= GL Trade =

GL Trade was a French provider of financial order management and trading systems that covered front office, middle office and back office used by international financial institutions. Its main products were real-time market data and trading systems (servers and front end applications); a major part of its success was the GL NET private network linking up exchanges all over the world with thousands of brokers and traders. The company was purchased by SunGard in 2009 and the system was renamed as SunGard Global Trading.

==History==
GL services financiers sarl was first established by Louis christophe Laurent, and Bernard Grouchko and Jean-luc Wibaux in May 1987 to enter the Paris Stock options market opening September 87. Three months after bernard Grouchko left the company. Soon after Pierre Gatignol entered the company. GLTrade was established in 1990 with Jean Luc Wibaux as CEO. Due to the company's founders Pierre Gatignol and Louis-Christophe Laurent the acronym GL has been kept.In 1992 SBF Société des Bourses Françaises (ex Euronext) headed by Mr Theodore decided to buy 51% for strategic matters. But in 1998 35% of the company is sold to Reuters before listing the company on the Paris stock exchange.

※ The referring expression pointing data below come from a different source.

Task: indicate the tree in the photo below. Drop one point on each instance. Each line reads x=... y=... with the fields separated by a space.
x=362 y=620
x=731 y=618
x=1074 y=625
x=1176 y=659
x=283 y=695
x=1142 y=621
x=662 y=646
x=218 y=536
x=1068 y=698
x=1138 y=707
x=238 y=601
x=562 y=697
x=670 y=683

In 2009 GL trade was acquired by US based SunGard, one of the world's leading software and technology services companies.

The GL Trade shares were distributed as follows: NYSE Euronext owned approx. 40%, in the hand of the founders were 25,4% and 36,6% of the shares were free floating.

In May 2008 SunGard announced to acquire GL Trade by purchasing 65% in a first tranche for US$625 Million, including effect of outstanding stock options.

In accordance to the AMF General Regulation, Paris-based Oddo Corporate Finance launched on SunGard's behalf an all-cash tender offer for the remainder of GL Trade's share capital at the original price of EUR 41.70 per share. The price per share did not reflect the overall decay of worldwide corporate's values according to the 2008 Financial Crisis impact. Thus the total deal value of nearly US$1 Billion was considered to be financially hazardous, given the mere fact that GL Trade reported revenues of EUR 203 Million and an EBITDA of EUR 26 Million (fiscal year 2007).